C'est pour cela que j'ai commencé à me demander comment je réagirais si ce cri mystérieux advenait dans l'un de vos romans et que j'en étais l'un des personnages.
Agirais-je comme la jeune fille ingénue qui, malheureusement pour elle, toute innocente qu'elle soit, est toujours celle qui découvre le cadavre? Après cela, en général, elle s'évanouit - c'est d'ailleurs souvent à cette occasion qu'elle rencontre le héros qu'elle épouse à la fin si ce n'est pas lui le meurtrier - et on lui fait boire un verre de sherry. (A ce propos, je me suis toujours demandé ce qu'était réellement le sherry : un alcool de cerise ou bien une sorte de vin très spécial qu'on ne boit qu'entre amoureux en se regardant dans les yeux et en se disant "sherry, sherry"?). Mais je ne pense pas que ce soit une très bonne idée d'agir comme elle : tout d'abord parce que je me suis déjà évanouie une fois et que, tout bien réfléchi, je préfèrerais rencontrer le héros bien campée sur mes deux jambes ; ensuite parce que vu l'effet que la moindre goutte d'alcool peut avoir sur moi, boire du sherry est à proscrire sinon je n'aurais plus du tout l'air d'une ingénue ; enfin parce que cela ne me dirait rien de tomber sur un cadavre.

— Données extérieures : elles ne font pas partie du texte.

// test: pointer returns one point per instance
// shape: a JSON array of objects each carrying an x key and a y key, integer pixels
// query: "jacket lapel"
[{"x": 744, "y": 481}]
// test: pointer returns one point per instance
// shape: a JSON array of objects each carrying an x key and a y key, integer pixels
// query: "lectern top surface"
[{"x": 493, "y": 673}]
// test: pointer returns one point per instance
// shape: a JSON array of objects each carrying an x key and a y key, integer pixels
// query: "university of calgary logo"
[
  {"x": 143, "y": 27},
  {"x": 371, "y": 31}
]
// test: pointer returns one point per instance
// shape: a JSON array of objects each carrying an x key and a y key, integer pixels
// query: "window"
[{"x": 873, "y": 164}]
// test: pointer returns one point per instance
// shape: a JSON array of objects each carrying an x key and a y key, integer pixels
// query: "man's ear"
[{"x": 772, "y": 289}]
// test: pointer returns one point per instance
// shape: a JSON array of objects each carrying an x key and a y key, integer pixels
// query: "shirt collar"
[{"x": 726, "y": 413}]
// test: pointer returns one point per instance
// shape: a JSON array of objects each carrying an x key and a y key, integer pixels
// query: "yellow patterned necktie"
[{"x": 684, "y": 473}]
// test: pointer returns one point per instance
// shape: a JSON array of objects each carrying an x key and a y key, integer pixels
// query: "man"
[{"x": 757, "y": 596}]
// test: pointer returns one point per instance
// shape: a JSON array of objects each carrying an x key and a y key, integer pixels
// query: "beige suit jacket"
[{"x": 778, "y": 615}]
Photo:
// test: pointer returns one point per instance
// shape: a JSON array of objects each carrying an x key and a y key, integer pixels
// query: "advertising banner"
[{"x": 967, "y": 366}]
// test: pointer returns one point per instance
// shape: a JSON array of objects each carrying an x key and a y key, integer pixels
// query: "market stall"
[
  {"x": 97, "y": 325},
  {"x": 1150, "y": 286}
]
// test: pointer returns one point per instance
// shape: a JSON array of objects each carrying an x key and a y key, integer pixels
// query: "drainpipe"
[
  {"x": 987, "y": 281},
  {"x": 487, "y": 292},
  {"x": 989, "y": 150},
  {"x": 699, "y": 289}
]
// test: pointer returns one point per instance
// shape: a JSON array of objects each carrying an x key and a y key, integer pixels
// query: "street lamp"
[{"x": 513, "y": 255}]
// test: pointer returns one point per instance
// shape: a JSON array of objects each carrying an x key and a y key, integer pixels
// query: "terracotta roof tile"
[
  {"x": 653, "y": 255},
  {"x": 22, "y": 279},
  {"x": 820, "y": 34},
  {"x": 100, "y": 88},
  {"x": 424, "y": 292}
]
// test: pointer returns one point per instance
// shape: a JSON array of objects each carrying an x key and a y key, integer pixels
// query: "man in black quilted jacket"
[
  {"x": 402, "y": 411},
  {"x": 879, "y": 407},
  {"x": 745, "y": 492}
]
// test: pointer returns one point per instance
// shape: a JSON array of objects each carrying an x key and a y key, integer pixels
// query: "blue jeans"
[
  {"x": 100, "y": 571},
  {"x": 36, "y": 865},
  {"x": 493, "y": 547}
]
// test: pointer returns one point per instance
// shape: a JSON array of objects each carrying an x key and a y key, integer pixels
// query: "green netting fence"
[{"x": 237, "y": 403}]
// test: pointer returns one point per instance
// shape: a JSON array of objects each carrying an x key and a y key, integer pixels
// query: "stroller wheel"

Je pourrais, sinon, me comporter comme la vieille demoiselle de village, employée du bureau de poste ("Non, je n'ai pas vu le domestique de Sir Harry récemment...D'habitude il vient toujours chercher une lettre le lundi..."), institutrice à la retraite ( "Oh! Le jeune Sam Riddleton! Je m'en souviens très bien, un si gentil garçon! A part bien sûr une nette tendance à tirer les nattes des filles et à capturer des moineaux pour les torturer ensuite, mais vous savez comment sont les enfants...") ou pilier de la paroisse ("Je n'ai pas vu Lady Elfries à la vente de charité du Révérend Preston, pourtant d'habitude elle s'occupe du chamboule-tout "). Dans ce cas-là, vêtue de tweed, fureteuse et colporteuse de ragots, je n'aurais de cesse de cuisiner mes voisins du dessus pour connaître le fin mot de l'histoire. Mais, à la réflexion, cela ne me plairait pas non plus pour la simple raison qu'en général ce type de personnage finit pas mourir car il en sait trop et je ne suis pas vraiment tentée.
Ou encore, autre possibilité, je pourrais être un type d'héroïne différent, celui de l'aventurière intrépide qui va au devant du danger pour se procurer des sensations fortes, qui n'a pas froid aux yeux et qui du coup se retrouve impliquée dans de sombres histoires d'espionnage, d'enlèvements, de préparation d'attentats politiques, qui échappe plusieurs fois de justesse à la mort, visite des pays orientaux et participe, avec une société secrète, à sauvegarder la paix dans le monde. Mais pour cela il aurait fallu que je sorte de mon lit pour aller voir ce qui se tramait exactement à l'étage au dessus, et je précise qu'il était trois heures du matin!
J'ai donc arrêté là mes interrogations et me suis rendormie, sans envisager ce qu'auraient pu faire d'autres personnages (Miss Marple, par exemple, qui à mon avis aurait été bien plus sensée!) . Mais comme vous le voyez, chère Mrs Christie, ne résout pas un mystère qui veut!
Je vous salue bien respectueusement!
Philomène
PS: J'ai croisé mon voisin du dessus en sortant de chez moi ce matin. Appuyé sur l'épaule de sa femme, il rentrait de l'hôpital. Cette nuit, il s'est cogné le pied contre le coin de sa commode en revenant d'aller boire un verre d'eau et il s'est fracturé le gros orteil. Tout en compatissant sincèrement à sa douleur, je n'ai pas pu m'empêcher d'être un peu déçue... J'ai honte!